The real danger in all this is that the FDA is completely serious about their views.  Look at the note from the FDA here.  Fat-based stem cells are a drug according to the FDA.  It doesn’t matter that they came from your body and were only isolated, expanded and reintroduced into your body.  The FDA wants to regulate it even though they do not regulate in vitro fertilization.  Certainly human eggs and “minimally manipulated” when they are fertilized, but the FDA does not regulate them.  Why not?  Nether should they regulate fat-based stem cells.

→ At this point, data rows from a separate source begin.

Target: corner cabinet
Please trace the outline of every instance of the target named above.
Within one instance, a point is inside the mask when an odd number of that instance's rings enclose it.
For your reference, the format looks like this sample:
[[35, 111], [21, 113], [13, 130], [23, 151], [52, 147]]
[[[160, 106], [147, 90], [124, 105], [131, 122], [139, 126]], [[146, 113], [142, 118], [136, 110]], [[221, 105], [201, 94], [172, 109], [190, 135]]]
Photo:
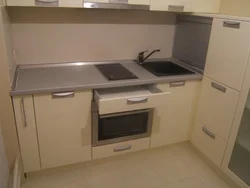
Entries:
[[92, 92], [13, 98], [24, 172], [91, 160]]
[[151, 148], [190, 140], [200, 83], [180, 81], [157, 85], [171, 94], [166, 104], [155, 109]]
[[218, 13], [220, 0], [151, 0], [150, 10]]
[[35, 95], [42, 169], [91, 160], [92, 92]]
[[239, 96], [222, 170], [239, 187], [250, 186], [250, 61]]

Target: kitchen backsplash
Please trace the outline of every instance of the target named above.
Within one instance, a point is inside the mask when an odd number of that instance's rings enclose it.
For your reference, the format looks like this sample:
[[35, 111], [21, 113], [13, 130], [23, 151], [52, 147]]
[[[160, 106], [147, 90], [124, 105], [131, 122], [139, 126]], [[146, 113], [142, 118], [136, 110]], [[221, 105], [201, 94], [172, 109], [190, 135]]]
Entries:
[[170, 57], [176, 15], [131, 10], [11, 8], [17, 64]]

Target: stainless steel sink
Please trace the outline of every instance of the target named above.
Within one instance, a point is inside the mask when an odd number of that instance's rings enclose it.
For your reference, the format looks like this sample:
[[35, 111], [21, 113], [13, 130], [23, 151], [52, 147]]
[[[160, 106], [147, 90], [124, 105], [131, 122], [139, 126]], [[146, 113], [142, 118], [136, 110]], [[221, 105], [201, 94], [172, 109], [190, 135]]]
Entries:
[[195, 74], [195, 72], [181, 67], [171, 61], [145, 62], [141, 66], [159, 77]]

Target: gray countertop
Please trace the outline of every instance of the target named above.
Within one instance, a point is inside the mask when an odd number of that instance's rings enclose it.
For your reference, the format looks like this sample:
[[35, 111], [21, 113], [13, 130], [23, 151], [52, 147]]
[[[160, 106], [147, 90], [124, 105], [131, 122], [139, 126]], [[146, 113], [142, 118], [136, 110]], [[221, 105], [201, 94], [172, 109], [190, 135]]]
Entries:
[[[10, 94], [17, 96], [202, 79], [202, 75], [199, 73], [157, 77], [132, 60], [112, 61], [109, 63], [114, 62], [121, 63], [134, 73], [138, 79], [108, 81], [94, 66], [94, 64], [107, 62], [78, 62], [52, 66], [20, 66], [17, 70], [14, 87]], [[193, 70], [181, 62], [175, 61], [175, 63]]]

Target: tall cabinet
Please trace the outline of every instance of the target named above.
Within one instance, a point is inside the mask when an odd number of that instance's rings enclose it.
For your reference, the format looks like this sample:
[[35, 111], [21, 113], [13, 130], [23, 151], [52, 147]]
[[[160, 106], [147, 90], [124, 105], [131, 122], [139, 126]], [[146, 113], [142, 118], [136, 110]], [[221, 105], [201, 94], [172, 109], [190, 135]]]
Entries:
[[248, 33], [249, 22], [213, 20], [191, 142], [219, 168], [229, 142], [249, 59]]

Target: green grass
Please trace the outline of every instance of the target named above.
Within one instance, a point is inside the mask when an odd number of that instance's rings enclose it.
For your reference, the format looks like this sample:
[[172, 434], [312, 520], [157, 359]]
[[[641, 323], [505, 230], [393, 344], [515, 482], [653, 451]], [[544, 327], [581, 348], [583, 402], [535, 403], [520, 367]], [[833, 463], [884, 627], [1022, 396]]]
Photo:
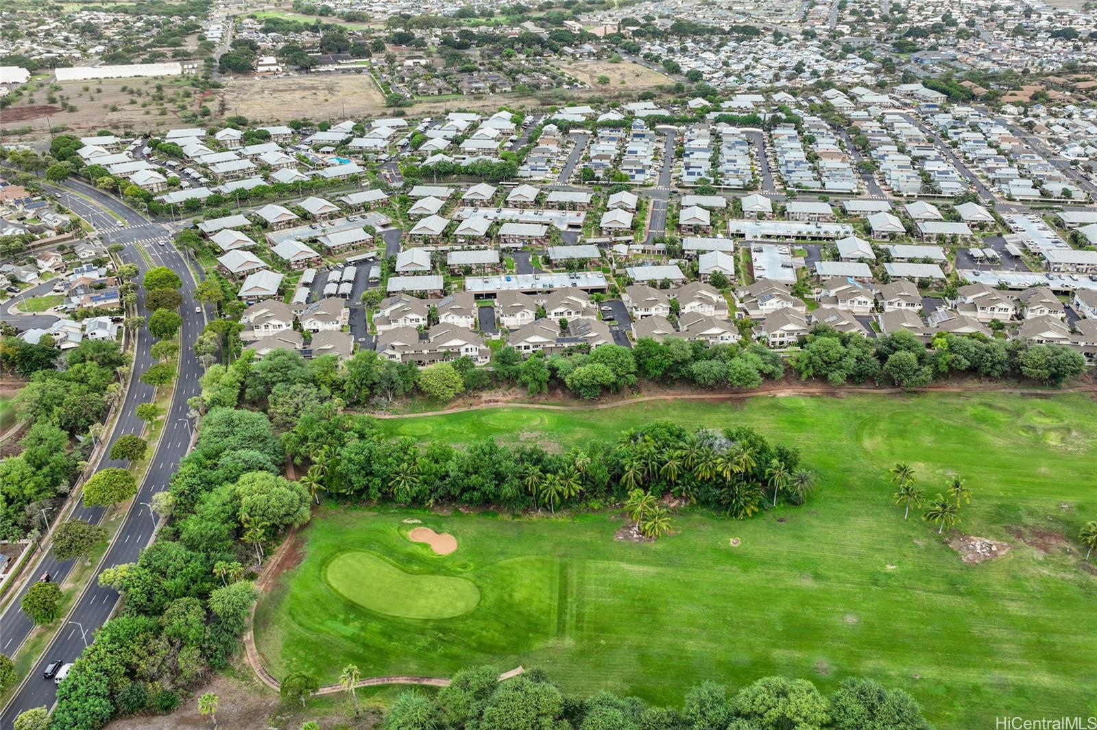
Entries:
[[335, 556], [324, 568], [324, 580], [363, 608], [403, 618], [452, 618], [480, 600], [466, 578], [409, 573], [366, 550]]
[[64, 300], [65, 297], [60, 294], [46, 294], [41, 297], [24, 299], [19, 304], [19, 308], [26, 312], [46, 311], [47, 309], [53, 309]]
[[[863, 674], [914, 694], [940, 728], [1097, 712], [1097, 572], [1083, 568], [1075, 543], [1097, 516], [1086, 476], [1097, 474], [1097, 408], [1086, 396], [756, 397], [382, 424], [454, 444], [487, 435], [566, 448], [655, 419], [757, 427], [798, 446], [819, 488], [803, 507], [745, 522], [679, 514], [675, 534], [654, 545], [614, 540], [617, 514], [325, 507], [304, 531], [302, 563], [258, 608], [268, 668], [328, 683], [350, 661], [363, 675], [522, 664], [545, 668], [569, 691], [660, 704], [679, 704], [706, 678], [735, 688], [780, 673], [830, 691]], [[917, 515], [904, 522], [886, 478], [901, 459], [930, 495], [952, 471], [966, 478], [974, 497], [959, 528], [1006, 541], [1009, 552], [965, 564]], [[402, 521], [412, 515], [454, 535], [457, 550], [434, 556], [409, 543]], [[1017, 537], [1036, 543], [1036, 529], [1047, 549]], [[324, 580], [328, 561], [348, 550], [414, 575], [467, 579], [480, 602], [434, 620], [369, 611]], [[389, 590], [372, 574], [363, 582]]]

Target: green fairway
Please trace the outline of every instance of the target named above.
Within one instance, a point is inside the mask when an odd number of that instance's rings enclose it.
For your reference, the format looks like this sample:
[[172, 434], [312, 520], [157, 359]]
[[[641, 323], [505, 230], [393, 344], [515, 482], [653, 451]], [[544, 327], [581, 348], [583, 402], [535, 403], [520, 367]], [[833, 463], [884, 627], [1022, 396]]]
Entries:
[[388, 616], [450, 618], [479, 603], [479, 590], [465, 578], [407, 573], [365, 550], [340, 552], [324, 578], [344, 597]]
[[[672, 535], [646, 545], [614, 540], [624, 524], [615, 514], [511, 520], [326, 506], [303, 532], [299, 566], [257, 609], [265, 665], [330, 683], [350, 661], [363, 675], [522, 664], [570, 691], [665, 704], [708, 678], [738, 688], [788, 674], [830, 691], [863, 674], [911, 692], [940, 728], [1097, 714], [1097, 571], [1076, 549], [1078, 528], [1097, 517], [1097, 406], [1085, 395], [499, 409], [383, 427], [425, 441], [488, 435], [566, 448], [655, 419], [754, 426], [799, 447], [818, 489], [803, 507], [744, 522], [679, 514]], [[886, 475], [901, 459], [930, 497], [947, 475], [962, 475], [973, 502], [958, 529], [1009, 551], [963, 563], [918, 514], [904, 522]], [[452, 534], [457, 550], [436, 556], [408, 541], [410, 516]], [[348, 551], [384, 561], [349, 566], [347, 584], [395, 595], [412, 585], [402, 572], [449, 577], [474, 584], [479, 602], [444, 619], [393, 616], [407, 615], [403, 598], [400, 612], [371, 611], [330, 585], [329, 564]]]

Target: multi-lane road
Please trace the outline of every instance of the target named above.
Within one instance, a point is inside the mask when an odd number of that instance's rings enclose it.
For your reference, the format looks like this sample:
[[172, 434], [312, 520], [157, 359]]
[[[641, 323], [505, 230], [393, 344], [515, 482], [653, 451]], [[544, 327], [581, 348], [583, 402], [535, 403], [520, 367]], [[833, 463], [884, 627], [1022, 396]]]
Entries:
[[[193, 356], [192, 346], [205, 327], [206, 318], [204, 311], [195, 311], [199, 305], [193, 298], [194, 280], [191, 270], [182, 254], [171, 244], [167, 228], [134, 212], [116, 198], [77, 182], [67, 183], [65, 189], [54, 189], [52, 192], [57, 194], [66, 206], [94, 226], [103, 236], [104, 242], [123, 243], [125, 249], [121, 256], [124, 262], [136, 264], [143, 273], [151, 266], [168, 266], [184, 282], [179, 378], [176, 381], [171, 406], [165, 417], [159, 446], [146, 472], [145, 481], [103, 560], [103, 567], [112, 567], [135, 561], [140, 550], [151, 541], [156, 527], [156, 516], [149, 506], [151, 497], [167, 488], [179, 459], [188, 452], [193, 423], [188, 414], [186, 399], [199, 395], [199, 378], [202, 376], [202, 366]], [[114, 215], [109, 214], [108, 209]], [[121, 226], [118, 218], [125, 221]], [[144, 249], [144, 253], [138, 247]], [[143, 292], [138, 294], [138, 308], [144, 310]], [[14, 319], [9, 317], [7, 311], [2, 312], [2, 317]], [[151, 339], [147, 332], [139, 333], [134, 355], [133, 380], [122, 401], [112, 433], [112, 443], [124, 434], [142, 433], [144, 424], [136, 415], [136, 408], [140, 403], [150, 401], [154, 396], [152, 388], [139, 380], [140, 374], [154, 362], [149, 352], [150, 346]], [[110, 459], [106, 456], [108, 452], [109, 449], [104, 449], [98, 468], [125, 466], [123, 463]], [[72, 517], [98, 523], [103, 518], [103, 514], [102, 507], [87, 507], [80, 503], [77, 504]], [[71, 568], [72, 561], [59, 562], [52, 555], [46, 555], [41, 558], [38, 564], [27, 570], [32, 575], [49, 572], [54, 580], [60, 582]], [[0, 615], [0, 628], [2, 628], [0, 651], [3, 653], [14, 653], [33, 628], [19, 606], [20, 598], [29, 586], [30, 584], [24, 586], [23, 591], [10, 602], [8, 609]], [[90, 640], [92, 632], [111, 616], [117, 602], [118, 594], [114, 590], [101, 588], [98, 575], [92, 578], [86, 592], [76, 602], [71, 616], [68, 617], [71, 623], [60, 627], [59, 632], [35, 662], [27, 682], [3, 709], [0, 715], [0, 730], [10, 730], [20, 712], [33, 707], [53, 706], [57, 686], [53, 681], [42, 678], [43, 668], [55, 659], [66, 662], [76, 659], [83, 651], [84, 632]]]

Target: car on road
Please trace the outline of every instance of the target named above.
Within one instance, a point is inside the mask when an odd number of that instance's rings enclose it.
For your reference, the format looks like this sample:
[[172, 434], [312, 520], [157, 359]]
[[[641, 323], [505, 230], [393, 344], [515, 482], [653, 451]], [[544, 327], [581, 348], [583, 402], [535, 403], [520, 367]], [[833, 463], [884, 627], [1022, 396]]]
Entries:
[[71, 662], [69, 662], [68, 664], [66, 664], [65, 666], [61, 668], [61, 670], [57, 673], [57, 676], [54, 677], [54, 682], [57, 683], [57, 684], [60, 684], [61, 682], [64, 682], [65, 677], [68, 676], [68, 673], [69, 673], [70, 669], [72, 669], [72, 663]]
[[57, 673], [61, 671], [61, 666], [64, 665], [65, 662], [63, 662], [59, 659], [55, 659], [54, 661], [46, 664], [46, 669], [42, 670], [42, 678], [43, 680], [54, 678], [55, 676], [57, 676]]

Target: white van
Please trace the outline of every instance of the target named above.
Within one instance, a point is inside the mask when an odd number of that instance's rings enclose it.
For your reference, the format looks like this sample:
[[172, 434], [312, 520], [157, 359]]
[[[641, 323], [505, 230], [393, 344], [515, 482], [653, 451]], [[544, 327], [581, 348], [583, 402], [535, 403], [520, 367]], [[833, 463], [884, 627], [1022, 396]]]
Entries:
[[61, 670], [57, 673], [57, 676], [54, 677], [54, 682], [56, 682], [57, 684], [64, 682], [65, 677], [68, 676], [68, 671], [70, 669], [72, 669], [72, 662], [69, 662], [68, 664], [61, 668]]

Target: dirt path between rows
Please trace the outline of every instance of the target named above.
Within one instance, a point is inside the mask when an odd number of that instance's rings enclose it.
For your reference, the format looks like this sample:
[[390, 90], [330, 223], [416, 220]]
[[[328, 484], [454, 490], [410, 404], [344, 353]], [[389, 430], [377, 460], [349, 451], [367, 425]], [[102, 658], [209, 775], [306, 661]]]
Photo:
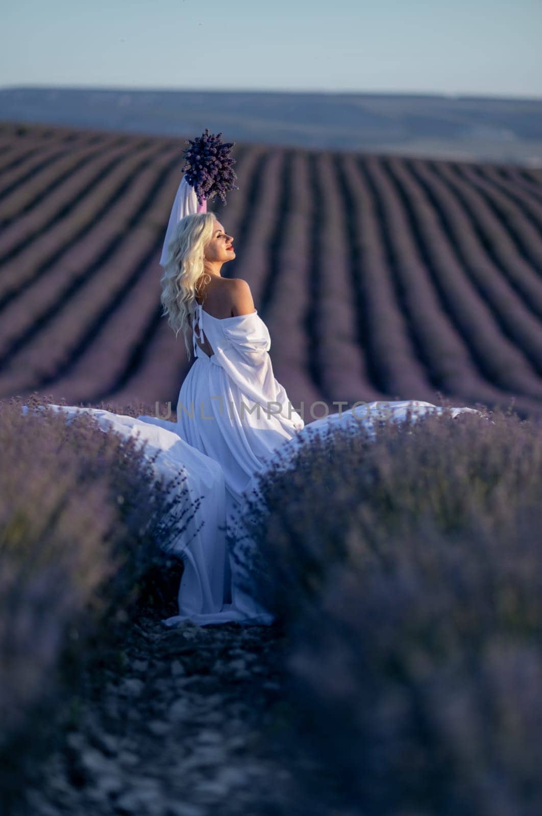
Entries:
[[296, 749], [276, 627], [167, 629], [148, 616], [129, 632], [118, 667], [86, 676], [77, 727], [29, 790], [29, 814], [352, 816]]

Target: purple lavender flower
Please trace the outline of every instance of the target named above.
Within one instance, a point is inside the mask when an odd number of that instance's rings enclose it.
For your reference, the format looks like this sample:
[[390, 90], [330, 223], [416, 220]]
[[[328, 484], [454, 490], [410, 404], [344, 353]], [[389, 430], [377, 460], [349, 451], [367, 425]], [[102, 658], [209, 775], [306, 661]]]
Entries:
[[184, 164], [181, 169], [186, 180], [194, 188], [198, 204], [202, 204], [206, 199], [210, 202], [219, 195], [225, 206], [226, 193], [238, 189], [234, 184], [237, 180], [233, 170], [236, 160], [229, 155], [235, 142], [223, 142], [221, 135], [221, 131], [215, 135], [209, 133], [209, 128], [206, 127], [201, 136], [185, 140], [190, 147], [184, 151]]

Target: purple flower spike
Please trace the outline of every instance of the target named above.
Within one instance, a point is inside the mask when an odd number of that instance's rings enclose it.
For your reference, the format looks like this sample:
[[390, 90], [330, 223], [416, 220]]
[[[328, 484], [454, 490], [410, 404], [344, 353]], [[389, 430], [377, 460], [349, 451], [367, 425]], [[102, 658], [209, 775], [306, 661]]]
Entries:
[[185, 140], [190, 146], [184, 150], [182, 171], [189, 184], [193, 187], [200, 206], [219, 195], [225, 206], [226, 193], [239, 188], [234, 184], [235, 159], [230, 156], [235, 142], [223, 142], [221, 135], [222, 132], [217, 135], [209, 133], [206, 127], [201, 136]]

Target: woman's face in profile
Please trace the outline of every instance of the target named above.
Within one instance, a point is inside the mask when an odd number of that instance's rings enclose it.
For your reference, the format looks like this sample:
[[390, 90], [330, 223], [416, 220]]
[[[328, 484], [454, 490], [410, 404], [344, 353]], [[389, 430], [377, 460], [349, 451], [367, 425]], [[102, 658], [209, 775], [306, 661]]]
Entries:
[[203, 257], [208, 261], [224, 264], [235, 258], [233, 238], [228, 235], [220, 221], [215, 222], [212, 237], [205, 245]]

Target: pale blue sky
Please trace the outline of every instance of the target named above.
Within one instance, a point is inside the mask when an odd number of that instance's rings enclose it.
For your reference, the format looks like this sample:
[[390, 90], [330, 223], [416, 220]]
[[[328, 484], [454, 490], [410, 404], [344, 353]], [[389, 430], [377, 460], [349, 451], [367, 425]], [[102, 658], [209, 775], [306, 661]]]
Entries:
[[542, 97], [542, 0], [2, 0], [0, 86]]

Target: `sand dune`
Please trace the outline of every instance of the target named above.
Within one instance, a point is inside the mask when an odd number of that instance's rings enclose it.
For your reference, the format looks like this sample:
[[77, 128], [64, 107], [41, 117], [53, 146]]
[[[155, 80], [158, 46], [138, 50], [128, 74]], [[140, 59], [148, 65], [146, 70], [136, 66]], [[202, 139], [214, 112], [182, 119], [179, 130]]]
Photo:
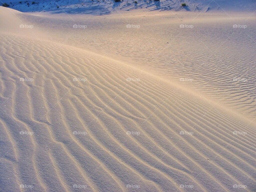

In order to balance this, I should add that there are non-drug things that the FDA regulates and should regulate.  For example medical software that delivers medical imagery and radiation dosage information are regulated.  If these devices were not properly regulated, we might have another Therac-25 incident.  Therac-25 was a radiation therapy machine and it was involved in at least six accidents between 1985 and 1987 that consisted of patients receiving massive overdoses of radiation (approximately 100 times the intended dose).  Also autotransfusion of blood is regulated by the FDA even though one’s own blood is used.  In this case the blood is pre-donated before a those procedures that cause large blood loss (aneurysm, total joint replacements and spinal surgeries).  Blood is collected by a device commonly known as the Cell Saver.  Since the blood is collected by a specialized device and then reintroduced during surgery, it makes sense to regulate autotransfusion.  Likewise, normal hormones that are given for menopause are regulated by the FDA and they should be.  However, regulation of your own cells is ridiculous and FDA should know better.  The agency is still working within a regulatory mindset that is appropriate to the 1960s.  It’s time to upgrade the FDA and stop this vast encroachment of government over own bodies.